Summary
Nguyen et al.’s paper “Believe it or not: Designing a Human-AI Partnership for Mixed-Initiative Fact-Checking” explores the usage of automatic fact-checking, the task of assessing the veracity of claims, as an assistive technology to augment human decision making. Many previous papers propose automated fact-checking systems, but few of them consider the possibility to have humans as part of a Human-AI partnership to complete the same task. By involving humans in fact-checking, the authors study how people would understand, interact with, and establish trust with an AI fact-checking system. The authors introduce their design and evaluation of a mixed-initiative approach to fact-checking, leveraging people’s judgment and experience with the efficiency and scalability of machine learning and automated information retrieval. Their user study shows that crowd workers involved in the task tend to trust the proposed system with improved participant accuracy with the access to claims when exposed to correct model predictions. But sometimes the trust is so strong that getting exposure to the model’s incorrect predictions reduces their accuracy in the task.
Reflection
Overall, I think this paper conducted an interesting study on how the proposed system actually influences human’s access to the factuality of claims in the fact-checking task. However, the model transparency studied in this research is different from what I expected. When talking about model transparency, I am expecting an explanation of how the training data is collected, what variables are used to train the model, and how the model works in a stepwise process. In this paper, the approach to increase the transparency of the proposed system is to release the source articles based on what the model provides a true or false judgment on the given claim. The next step is letting the crowd workers in the system group go through each source of news articles and see if that makes sense and whether they agree or disagree on the system’s judgment. In this task, I feel a more important transparency problem here is how the model gets the retrieved articles and how it ranks them in a presented way. Some noises in the training data may bring some bias in the model, but there is little we can tell merely based on checking the retrieved results. That makes me think that there might be different levels of transparency, at some level, we can check the input and output at each step, and at another level, we may get exposure to what attributes the model actually uses to make the prediction.

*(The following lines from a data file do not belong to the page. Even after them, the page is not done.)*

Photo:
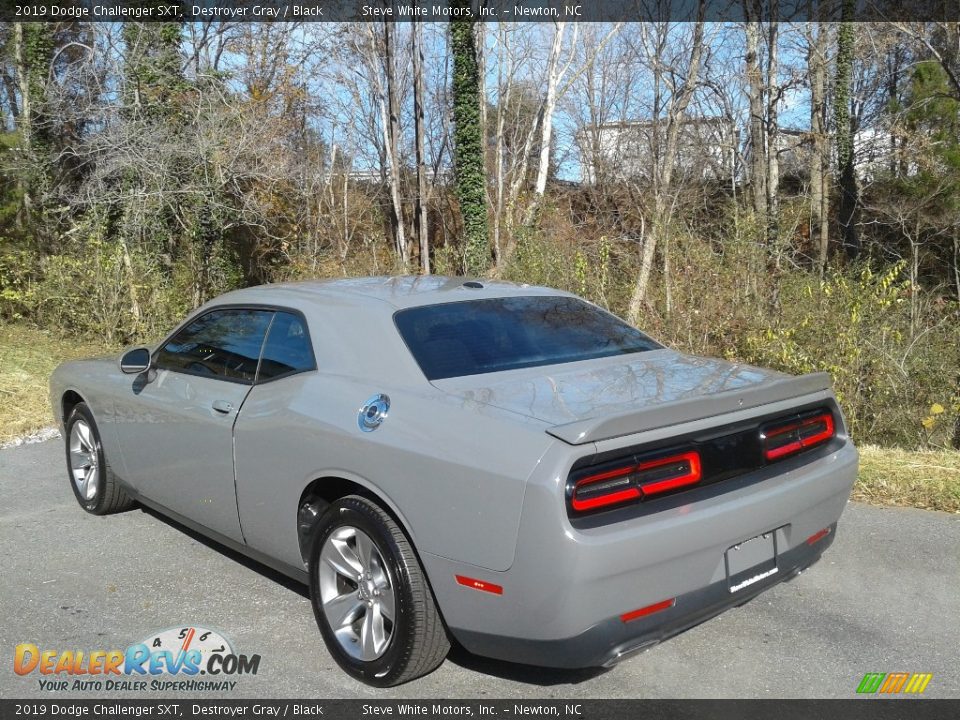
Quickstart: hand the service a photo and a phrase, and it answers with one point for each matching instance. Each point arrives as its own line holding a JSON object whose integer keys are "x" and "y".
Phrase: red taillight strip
{"x": 818, "y": 536}
{"x": 691, "y": 477}
{"x": 800, "y": 443}
{"x": 648, "y": 610}
{"x": 479, "y": 585}
{"x": 618, "y": 496}
{"x": 637, "y": 488}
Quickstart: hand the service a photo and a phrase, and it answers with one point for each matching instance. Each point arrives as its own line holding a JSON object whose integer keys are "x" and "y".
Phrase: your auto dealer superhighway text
{"x": 174, "y": 710}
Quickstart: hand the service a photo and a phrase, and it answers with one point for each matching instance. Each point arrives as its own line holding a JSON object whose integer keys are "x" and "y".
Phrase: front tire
{"x": 94, "y": 484}
{"x": 371, "y": 599}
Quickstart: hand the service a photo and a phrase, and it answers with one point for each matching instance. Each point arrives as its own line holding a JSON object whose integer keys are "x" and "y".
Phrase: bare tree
{"x": 679, "y": 87}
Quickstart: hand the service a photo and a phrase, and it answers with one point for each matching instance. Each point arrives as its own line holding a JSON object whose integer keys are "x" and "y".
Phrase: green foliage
{"x": 892, "y": 355}
{"x": 468, "y": 157}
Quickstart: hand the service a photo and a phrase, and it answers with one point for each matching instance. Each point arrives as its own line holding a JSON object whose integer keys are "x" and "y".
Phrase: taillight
{"x": 636, "y": 481}
{"x": 781, "y": 440}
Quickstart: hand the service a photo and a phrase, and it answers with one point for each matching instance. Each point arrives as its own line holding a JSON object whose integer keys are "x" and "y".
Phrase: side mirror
{"x": 135, "y": 361}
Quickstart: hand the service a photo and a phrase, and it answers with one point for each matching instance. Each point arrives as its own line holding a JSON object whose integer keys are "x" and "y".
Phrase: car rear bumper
{"x": 561, "y": 602}
{"x": 613, "y": 640}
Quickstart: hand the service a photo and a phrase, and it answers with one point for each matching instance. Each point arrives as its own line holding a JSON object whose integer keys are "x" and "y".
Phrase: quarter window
{"x": 221, "y": 344}
{"x": 287, "y": 349}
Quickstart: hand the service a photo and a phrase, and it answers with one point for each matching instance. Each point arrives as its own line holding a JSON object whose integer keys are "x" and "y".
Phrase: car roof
{"x": 396, "y": 292}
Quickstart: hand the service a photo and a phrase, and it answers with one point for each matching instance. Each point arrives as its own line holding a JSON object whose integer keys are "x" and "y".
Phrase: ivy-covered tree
{"x": 468, "y": 142}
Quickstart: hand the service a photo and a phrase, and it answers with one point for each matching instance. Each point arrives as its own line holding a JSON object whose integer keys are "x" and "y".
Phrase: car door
{"x": 176, "y": 426}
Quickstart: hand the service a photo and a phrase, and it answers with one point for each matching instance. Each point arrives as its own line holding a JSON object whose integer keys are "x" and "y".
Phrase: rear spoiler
{"x": 653, "y": 417}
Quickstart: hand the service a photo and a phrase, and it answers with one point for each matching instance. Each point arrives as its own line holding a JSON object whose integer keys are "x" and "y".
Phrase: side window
{"x": 287, "y": 349}
{"x": 221, "y": 344}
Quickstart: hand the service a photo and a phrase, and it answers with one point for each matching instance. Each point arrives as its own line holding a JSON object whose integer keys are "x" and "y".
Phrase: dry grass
{"x": 922, "y": 479}
{"x": 27, "y": 357}
{"x": 927, "y": 479}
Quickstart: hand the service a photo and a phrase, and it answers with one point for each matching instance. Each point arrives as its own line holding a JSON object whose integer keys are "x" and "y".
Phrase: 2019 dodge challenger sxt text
{"x": 507, "y": 464}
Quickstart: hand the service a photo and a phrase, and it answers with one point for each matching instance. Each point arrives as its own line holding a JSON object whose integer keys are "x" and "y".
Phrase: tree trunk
{"x": 393, "y": 133}
{"x": 758, "y": 149}
{"x": 468, "y": 142}
{"x": 418, "y": 95}
{"x": 849, "y": 191}
{"x": 24, "y": 124}
{"x": 664, "y": 170}
{"x": 549, "y": 106}
{"x": 819, "y": 194}
{"x": 773, "y": 131}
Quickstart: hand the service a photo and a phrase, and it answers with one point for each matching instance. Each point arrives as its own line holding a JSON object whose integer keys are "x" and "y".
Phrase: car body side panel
{"x": 458, "y": 486}
{"x": 178, "y": 449}
{"x": 97, "y": 381}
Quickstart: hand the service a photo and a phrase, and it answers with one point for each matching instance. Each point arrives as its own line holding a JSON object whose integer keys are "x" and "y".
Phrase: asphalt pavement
{"x": 885, "y": 598}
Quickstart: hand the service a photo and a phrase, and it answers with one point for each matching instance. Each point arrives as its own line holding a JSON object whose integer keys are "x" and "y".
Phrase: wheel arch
{"x": 68, "y": 401}
{"x": 323, "y": 491}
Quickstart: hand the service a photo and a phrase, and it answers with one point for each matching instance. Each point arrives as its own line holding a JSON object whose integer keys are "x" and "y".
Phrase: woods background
{"x": 781, "y": 194}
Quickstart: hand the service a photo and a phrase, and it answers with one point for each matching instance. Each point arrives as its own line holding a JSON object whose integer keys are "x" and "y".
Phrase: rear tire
{"x": 93, "y": 482}
{"x": 371, "y": 599}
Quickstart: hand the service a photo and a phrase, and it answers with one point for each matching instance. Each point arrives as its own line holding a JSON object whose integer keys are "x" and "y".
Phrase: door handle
{"x": 222, "y": 406}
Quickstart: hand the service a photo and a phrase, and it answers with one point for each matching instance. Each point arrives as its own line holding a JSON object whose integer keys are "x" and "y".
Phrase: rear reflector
{"x": 479, "y": 585}
{"x": 648, "y": 610}
{"x": 786, "y": 439}
{"x": 633, "y": 482}
{"x": 818, "y": 536}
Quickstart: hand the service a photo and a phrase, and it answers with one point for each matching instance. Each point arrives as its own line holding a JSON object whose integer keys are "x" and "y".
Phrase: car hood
{"x": 598, "y": 399}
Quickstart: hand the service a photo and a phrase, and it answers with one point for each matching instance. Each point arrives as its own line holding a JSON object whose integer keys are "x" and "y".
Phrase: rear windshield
{"x": 483, "y": 336}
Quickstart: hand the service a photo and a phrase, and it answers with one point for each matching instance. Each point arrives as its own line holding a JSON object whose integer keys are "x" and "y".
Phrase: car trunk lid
{"x": 596, "y": 400}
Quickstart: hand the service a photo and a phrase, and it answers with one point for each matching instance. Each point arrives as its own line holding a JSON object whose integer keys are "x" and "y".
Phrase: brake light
{"x": 636, "y": 481}
{"x": 783, "y": 440}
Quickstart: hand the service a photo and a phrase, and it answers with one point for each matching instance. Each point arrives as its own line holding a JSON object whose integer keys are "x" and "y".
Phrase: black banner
{"x": 484, "y": 10}
{"x": 853, "y": 709}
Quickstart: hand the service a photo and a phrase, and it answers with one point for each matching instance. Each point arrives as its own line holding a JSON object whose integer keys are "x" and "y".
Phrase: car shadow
{"x": 515, "y": 672}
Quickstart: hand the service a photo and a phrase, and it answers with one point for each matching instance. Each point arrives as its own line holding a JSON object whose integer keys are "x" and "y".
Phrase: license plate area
{"x": 751, "y": 561}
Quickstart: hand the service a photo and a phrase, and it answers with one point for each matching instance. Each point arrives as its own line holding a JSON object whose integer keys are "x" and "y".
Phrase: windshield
{"x": 484, "y": 336}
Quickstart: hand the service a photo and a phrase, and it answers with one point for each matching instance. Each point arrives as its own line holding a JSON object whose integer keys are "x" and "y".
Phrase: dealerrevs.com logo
{"x": 185, "y": 659}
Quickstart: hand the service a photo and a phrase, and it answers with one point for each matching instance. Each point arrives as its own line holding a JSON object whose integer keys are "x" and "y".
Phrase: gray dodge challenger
{"x": 439, "y": 459}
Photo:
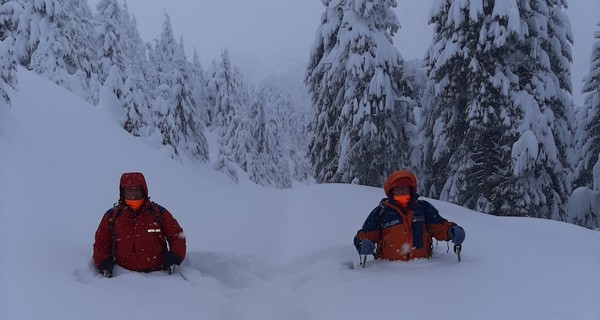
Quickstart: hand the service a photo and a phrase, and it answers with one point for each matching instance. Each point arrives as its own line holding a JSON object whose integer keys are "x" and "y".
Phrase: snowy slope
{"x": 253, "y": 253}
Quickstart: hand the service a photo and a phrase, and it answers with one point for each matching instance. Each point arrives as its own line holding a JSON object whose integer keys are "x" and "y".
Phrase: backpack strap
{"x": 116, "y": 211}
{"x": 380, "y": 220}
{"x": 113, "y": 213}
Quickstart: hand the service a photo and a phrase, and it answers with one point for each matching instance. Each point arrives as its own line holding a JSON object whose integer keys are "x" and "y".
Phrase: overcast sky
{"x": 273, "y": 32}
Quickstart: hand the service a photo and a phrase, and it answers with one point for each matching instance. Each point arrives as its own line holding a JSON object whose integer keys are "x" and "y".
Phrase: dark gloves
{"x": 105, "y": 267}
{"x": 366, "y": 247}
{"x": 171, "y": 258}
{"x": 456, "y": 234}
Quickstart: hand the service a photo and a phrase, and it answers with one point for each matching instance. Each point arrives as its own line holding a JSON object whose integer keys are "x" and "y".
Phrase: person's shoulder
{"x": 110, "y": 211}
{"x": 425, "y": 205}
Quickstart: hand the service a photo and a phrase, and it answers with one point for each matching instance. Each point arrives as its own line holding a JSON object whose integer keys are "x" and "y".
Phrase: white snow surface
{"x": 253, "y": 253}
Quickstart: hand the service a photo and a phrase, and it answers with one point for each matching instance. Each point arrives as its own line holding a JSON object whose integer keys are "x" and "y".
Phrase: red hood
{"x": 132, "y": 179}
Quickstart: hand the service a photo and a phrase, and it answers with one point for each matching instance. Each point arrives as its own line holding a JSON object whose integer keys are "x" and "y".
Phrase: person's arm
{"x": 370, "y": 229}
{"x": 103, "y": 240}
{"x": 437, "y": 225}
{"x": 174, "y": 234}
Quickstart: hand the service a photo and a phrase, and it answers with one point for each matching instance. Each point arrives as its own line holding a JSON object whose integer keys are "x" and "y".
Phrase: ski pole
{"x": 457, "y": 248}
{"x": 363, "y": 260}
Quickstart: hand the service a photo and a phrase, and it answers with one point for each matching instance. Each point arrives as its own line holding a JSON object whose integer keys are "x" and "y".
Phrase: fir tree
{"x": 9, "y": 12}
{"x": 588, "y": 135}
{"x": 176, "y": 111}
{"x": 499, "y": 107}
{"x": 230, "y": 118}
{"x": 267, "y": 162}
{"x": 112, "y": 35}
{"x": 364, "y": 122}
{"x": 584, "y": 204}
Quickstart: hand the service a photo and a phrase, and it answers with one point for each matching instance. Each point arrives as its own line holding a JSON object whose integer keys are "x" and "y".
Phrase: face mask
{"x": 134, "y": 204}
{"x": 402, "y": 200}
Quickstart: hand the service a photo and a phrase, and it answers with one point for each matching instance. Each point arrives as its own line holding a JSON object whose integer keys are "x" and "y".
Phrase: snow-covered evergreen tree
{"x": 267, "y": 161}
{"x": 9, "y": 13}
{"x": 199, "y": 94}
{"x": 588, "y": 133}
{"x": 584, "y": 204}
{"x": 292, "y": 122}
{"x": 230, "y": 118}
{"x": 112, "y": 36}
{"x": 136, "y": 88}
{"x": 65, "y": 50}
{"x": 177, "y": 114}
{"x": 499, "y": 106}
{"x": 363, "y": 122}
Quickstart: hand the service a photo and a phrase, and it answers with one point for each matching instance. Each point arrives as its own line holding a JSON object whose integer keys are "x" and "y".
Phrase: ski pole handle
{"x": 457, "y": 249}
{"x": 363, "y": 260}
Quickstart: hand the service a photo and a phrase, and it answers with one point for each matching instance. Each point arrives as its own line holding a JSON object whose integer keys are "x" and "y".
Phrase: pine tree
{"x": 499, "y": 107}
{"x": 136, "y": 89}
{"x": 9, "y": 13}
{"x": 267, "y": 162}
{"x": 588, "y": 135}
{"x": 230, "y": 118}
{"x": 584, "y": 204}
{"x": 112, "y": 35}
{"x": 176, "y": 111}
{"x": 363, "y": 122}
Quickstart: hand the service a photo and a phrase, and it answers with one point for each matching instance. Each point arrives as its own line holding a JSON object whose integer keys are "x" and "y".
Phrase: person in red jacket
{"x": 137, "y": 234}
{"x": 402, "y": 226}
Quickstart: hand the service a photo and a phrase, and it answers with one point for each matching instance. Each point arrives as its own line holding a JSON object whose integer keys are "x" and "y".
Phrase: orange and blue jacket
{"x": 403, "y": 234}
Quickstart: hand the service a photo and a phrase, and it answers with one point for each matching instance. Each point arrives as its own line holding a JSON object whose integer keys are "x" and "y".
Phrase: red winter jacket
{"x": 140, "y": 238}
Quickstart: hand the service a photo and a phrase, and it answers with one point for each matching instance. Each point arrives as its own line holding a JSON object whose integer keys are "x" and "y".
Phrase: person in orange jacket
{"x": 402, "y": 226}
{"x": 137, "y": 234}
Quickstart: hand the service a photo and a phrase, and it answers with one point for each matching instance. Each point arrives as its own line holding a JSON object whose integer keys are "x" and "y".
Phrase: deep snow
{"x": 253, "y": 253}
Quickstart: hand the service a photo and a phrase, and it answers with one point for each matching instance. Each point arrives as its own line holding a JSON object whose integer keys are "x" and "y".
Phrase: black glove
{"x": 366, "y": 247}
{"x": 456, "y": 234}
{"x": 171, "y": 258}
{"x": 105, "y": 267}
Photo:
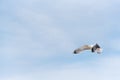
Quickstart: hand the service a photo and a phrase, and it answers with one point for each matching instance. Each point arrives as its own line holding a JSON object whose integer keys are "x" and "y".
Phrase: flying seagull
{"x": 93, "y": 48}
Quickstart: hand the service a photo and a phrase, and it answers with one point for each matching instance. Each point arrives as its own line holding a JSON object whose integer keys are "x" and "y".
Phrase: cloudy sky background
{"x": 37, "y": 39}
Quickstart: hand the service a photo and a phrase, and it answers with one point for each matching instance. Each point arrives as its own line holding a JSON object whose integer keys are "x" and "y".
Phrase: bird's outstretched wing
{"x": 82, "y": 48}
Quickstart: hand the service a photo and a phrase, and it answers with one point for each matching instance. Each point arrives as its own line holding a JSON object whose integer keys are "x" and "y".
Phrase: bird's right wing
{"x": 82, "y": 48}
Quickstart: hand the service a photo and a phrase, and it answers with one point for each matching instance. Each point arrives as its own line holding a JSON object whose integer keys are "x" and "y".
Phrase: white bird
{"x": 93, "y": 48}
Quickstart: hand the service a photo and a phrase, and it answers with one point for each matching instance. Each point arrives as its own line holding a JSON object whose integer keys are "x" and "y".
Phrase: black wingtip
{"x": 75, "y": 52}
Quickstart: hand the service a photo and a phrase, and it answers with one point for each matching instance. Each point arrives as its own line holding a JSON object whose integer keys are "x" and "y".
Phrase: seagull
{"x": 93, "y": 48}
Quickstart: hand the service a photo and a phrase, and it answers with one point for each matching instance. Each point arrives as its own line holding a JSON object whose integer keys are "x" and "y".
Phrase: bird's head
{"x": 99, "y": 50}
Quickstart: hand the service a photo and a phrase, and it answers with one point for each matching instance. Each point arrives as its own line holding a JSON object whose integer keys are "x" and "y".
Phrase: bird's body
{"x": 93, "y": 48}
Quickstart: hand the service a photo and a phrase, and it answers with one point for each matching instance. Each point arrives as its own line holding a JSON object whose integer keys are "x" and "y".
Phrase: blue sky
{"x": 37, "y": 39}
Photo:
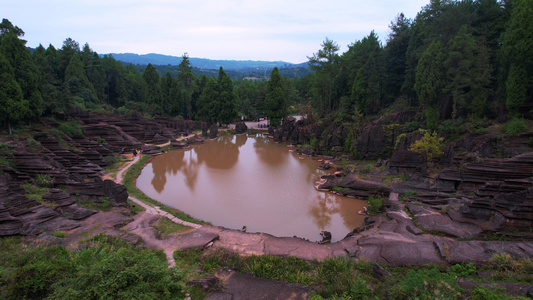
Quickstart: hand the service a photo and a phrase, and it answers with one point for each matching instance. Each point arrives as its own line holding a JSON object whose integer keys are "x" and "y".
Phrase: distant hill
{"x": 201, "y": 63}
{"x": 236, "y": 69}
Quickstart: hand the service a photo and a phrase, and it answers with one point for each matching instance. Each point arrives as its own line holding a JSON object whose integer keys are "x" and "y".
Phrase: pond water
{"x": 250, "y": 181}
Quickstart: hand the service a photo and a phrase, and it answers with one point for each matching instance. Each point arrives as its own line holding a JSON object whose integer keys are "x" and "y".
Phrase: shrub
{"x": 407, "y": 194}
{"x": 34, "y": 145}
{"x": 429, "y": 146}
{"x": 101, "y": 141}
{"x": 104, "y": 272}
{"x": 409, "y": 127}
{"x": 375, "y": 205}
{"x": 426, "y": 284}
{"x": 480, "y": 292}
{"x": 515, "y": 126}
{"x": 6, "y": 155}
{"x": 43, "y": 180}
{"x": 69, "y": 128}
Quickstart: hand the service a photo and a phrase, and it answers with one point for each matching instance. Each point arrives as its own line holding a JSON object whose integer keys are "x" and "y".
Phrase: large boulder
{"x": 240, "y": 128}
{"x": 96, "y": 190}
{"x": 213, "y": 131}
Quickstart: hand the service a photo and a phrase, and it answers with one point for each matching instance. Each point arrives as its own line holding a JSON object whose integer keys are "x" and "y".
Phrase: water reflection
{"x": 240, "y": 180}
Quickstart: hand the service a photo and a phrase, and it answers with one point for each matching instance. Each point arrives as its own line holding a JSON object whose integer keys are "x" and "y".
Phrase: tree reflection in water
{"x": 241, "y": 180}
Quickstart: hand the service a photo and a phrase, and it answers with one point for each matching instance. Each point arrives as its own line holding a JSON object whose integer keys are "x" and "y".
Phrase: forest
{"x": 456, "y": 62}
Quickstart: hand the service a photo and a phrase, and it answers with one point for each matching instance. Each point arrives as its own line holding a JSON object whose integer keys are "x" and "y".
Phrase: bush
{"x": 429, "y": 146}
{"x": 108, "y": 268}
{"x": 6, "y": 155}
{"x": 104, "y": 272}
{"x": 69, "y": 128}
{"x": 480, "y": 292}
{"x": 375, "y": 205}
{"x": 426, "y": 284}
{"x": 34, "y": 145}
{"x": 43, "y": 180}
{"x": 101, "y": 141}
{"x": 515, "y": 126}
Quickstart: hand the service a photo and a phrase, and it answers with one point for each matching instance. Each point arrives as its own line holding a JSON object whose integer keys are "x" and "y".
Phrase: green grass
{"x": 129, "y": 178}
{"x": 106, "y": 268}
{"x": 36, "y": 193}
{"x": 165, "y": 226}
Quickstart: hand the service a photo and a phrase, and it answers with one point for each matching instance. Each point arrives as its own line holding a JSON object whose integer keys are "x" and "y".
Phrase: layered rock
{"x": 240, "y": 128}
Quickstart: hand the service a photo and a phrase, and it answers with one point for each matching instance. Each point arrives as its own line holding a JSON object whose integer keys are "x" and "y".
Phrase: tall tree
{"x": 325, "y": 62}
{"x": 395, "y": 56}
{"x": 25, "y": 72}
{"x": 185, "y": 79}
{"x": 226, "y": 98}
{"x": 430, "y": 82}
{"x": 275, "y": 100}
{"x": 13, "y": 107}
{"x": 7, "y": 27}
{"x": 69, "y": 49}
{"x": 153, "y": 90}
{"x": 517, "y": 52}
{"x": 208, "y": 102}
{"x": 468, "y": 73}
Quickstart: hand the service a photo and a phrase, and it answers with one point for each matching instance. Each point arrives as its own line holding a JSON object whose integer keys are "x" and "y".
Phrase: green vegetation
{"x": 44, "y": 180}
{"x": 102, "y": 204}
{"x": 166, "y": 227}
{"x": 129, "y": 182}
{"x": 342, "y": 278}
{"x": 6, "y": 155}
{"x": 515, "y": 126}
{"x": 429, "y": 146}
{"x": 105, "y": 268}
{"x": 70, "y": 128}
{"x": 36, "y": 193}
{"x": 375, "y": 205}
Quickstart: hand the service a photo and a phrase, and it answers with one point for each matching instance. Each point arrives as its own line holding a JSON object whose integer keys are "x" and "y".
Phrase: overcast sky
{"x": 216, "y": 29}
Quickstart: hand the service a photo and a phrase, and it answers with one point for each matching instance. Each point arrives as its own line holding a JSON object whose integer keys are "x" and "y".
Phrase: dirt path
{"x": 141, "y": 225}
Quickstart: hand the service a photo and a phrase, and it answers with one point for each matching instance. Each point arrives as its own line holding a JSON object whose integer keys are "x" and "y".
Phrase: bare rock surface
{"x": 245, "y": 287}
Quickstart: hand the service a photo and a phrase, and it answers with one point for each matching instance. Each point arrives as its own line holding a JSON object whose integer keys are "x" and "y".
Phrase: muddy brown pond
{"x": 250, "y": 181}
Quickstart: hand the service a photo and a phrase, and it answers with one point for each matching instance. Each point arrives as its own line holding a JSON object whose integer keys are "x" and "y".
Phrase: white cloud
{"x": 216, "y": 29}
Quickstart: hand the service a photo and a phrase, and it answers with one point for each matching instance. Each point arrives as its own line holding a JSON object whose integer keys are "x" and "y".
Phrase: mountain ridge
{"x": 202, "y": 63}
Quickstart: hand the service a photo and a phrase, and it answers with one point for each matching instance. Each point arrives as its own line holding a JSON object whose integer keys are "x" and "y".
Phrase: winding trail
{"x": 152, "y": 209}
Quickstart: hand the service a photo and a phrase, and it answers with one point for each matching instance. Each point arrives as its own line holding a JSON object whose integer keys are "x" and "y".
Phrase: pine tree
{"x": 226, "y": 98}
{"x": 430, "y": 82}
{"x": 275, "y": 100}
{"x": 13, "y": 107}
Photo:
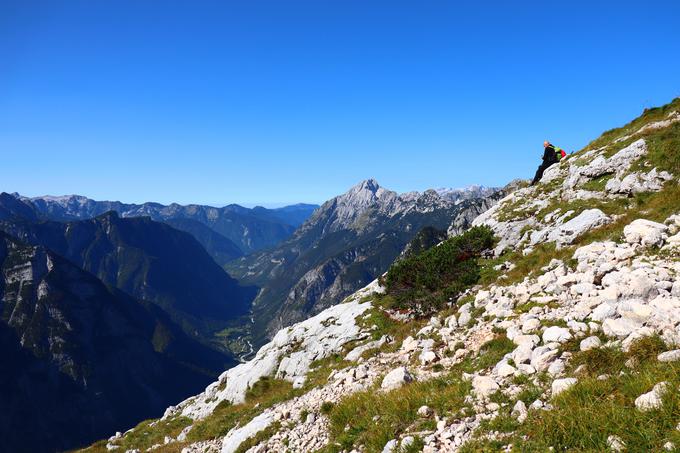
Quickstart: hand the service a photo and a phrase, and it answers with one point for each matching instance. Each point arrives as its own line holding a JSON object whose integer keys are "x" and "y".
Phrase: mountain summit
{"x": 347, "y": 242}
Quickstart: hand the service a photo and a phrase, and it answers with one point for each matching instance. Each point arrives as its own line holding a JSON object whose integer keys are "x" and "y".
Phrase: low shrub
{"x": 426, "y": 281}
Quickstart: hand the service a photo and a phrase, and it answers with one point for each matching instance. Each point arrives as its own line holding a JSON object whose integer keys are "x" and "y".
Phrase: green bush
{"x": 424, "y": 282}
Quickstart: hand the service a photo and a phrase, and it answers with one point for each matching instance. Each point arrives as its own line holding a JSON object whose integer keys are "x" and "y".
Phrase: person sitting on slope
{"x": 551, "y": 155}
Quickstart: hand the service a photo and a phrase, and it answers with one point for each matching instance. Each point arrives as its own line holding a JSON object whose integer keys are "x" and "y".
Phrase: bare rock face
{"x": 288, "y": 356}
{"x": 566, "y": 233}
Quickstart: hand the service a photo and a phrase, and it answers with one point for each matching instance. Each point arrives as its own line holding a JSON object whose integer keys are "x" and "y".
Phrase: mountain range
{"x": 104, "y": 298}
{"x": 347, "y": 242}
{"x": 81, "y": 358}
{"x": 248, "y": 229}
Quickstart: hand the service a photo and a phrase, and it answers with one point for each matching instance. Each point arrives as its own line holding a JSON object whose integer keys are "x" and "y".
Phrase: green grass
{"x": 259, "y": 438}
{"x": 265, "y": 393}
{"x": 144, "y": 435}
{"x": 585, "y": 415}
{"x": 425, "y": 282}
{"x": 372, "y": 418}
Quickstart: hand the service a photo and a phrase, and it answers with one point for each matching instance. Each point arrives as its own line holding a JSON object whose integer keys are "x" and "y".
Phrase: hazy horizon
{"x": 297, "y": 101}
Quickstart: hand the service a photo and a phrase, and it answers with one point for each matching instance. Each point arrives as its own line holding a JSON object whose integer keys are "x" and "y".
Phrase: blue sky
{"x": 295, "y": 101}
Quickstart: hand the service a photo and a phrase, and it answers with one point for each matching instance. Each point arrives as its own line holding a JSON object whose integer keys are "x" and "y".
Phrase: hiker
{"x": 551, "y": 155}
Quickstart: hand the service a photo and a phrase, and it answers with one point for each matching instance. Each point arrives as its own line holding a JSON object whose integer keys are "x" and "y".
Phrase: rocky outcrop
{"x": 288, "y": 356}
{"x": 64, "y": 337}
{"x": 527, "y": 217}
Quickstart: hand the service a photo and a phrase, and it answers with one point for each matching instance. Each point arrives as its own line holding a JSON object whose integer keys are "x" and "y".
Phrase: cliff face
{"x": 568, "y": 341}
{"x": 81, "y": 359}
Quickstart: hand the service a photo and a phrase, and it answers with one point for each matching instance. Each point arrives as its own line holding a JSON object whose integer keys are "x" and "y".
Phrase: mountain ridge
{"x": 249, "y": 229}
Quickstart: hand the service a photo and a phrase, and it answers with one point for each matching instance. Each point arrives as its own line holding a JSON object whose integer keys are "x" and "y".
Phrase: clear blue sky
{"x": 295, "y": 101}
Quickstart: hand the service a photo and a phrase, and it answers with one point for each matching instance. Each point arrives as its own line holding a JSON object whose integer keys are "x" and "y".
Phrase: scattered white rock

The authors conducted three experiments with a participant survey on how users would understand, interact with, and establish trust with a fact-checking system and how the proposed system actually influences users’ access to the factuality of claims. The experiments are conducted via a comparative study between a control group and a system group to show that the proposed system actually works. Firstly, I would like to know if the randomly recruited workers in the two groups have some differences among demographics that may potentially have an impact on the final results. Is there a better way to conduct such experiments? Secondly, the performance difference between the two groups in regard to human error is so small and there is no additional proof that the performance difference is statistically significant. Thirdly, the paper reports the experimental results on five claims, even with a claim that has incorrectly supportive articles (claim 3), which seems not to be representative. The task is kind of misleading. Would it be better with quality control of the claims in the task design?
Discussion
I think the following questions are worthy of further discussion.
- Do you think with the article source presented by the system that the users develop more trust about the system?
- What are the reasons behind that some claims with the retrieval results of the proposed system downgrade the human performance in the fact-checking task?
- Do you think there is any flaw in the experimentation design? Can you think of a way to improve it?
- Do you think we need personalized results in this kind of task where the ground truth is provided? Why or why not?
I am totally agree with your opinion about the transparency. I think it is good for author to consider the transparency, but kind in a wrong direction. Public’ s expectation of transparency indicates the explanation of how systems works. We worried if there is bias included in data or the method. On the contrary, we don’t want to the system sacrifice the the performance for transparency. I feel this system design is more like to show the user that they have evidence of their output which are the resource articles. And I believe this is why users are over trust the system. In addition, it is really hard to not doubt your own conclusion when you have the different outcome with an AI machine with accuracy higher than 70% nowadays. And I think this is why user’s performance would degrade when the system output give the wrong judgement.
I am skeptical about the results that displaying sources develops more trust in the system. It does create an echo chamber for the users; which might be a good or a bad thing depending on the issue at hand. However, I don’t think that alone is enough to build more trust in the system.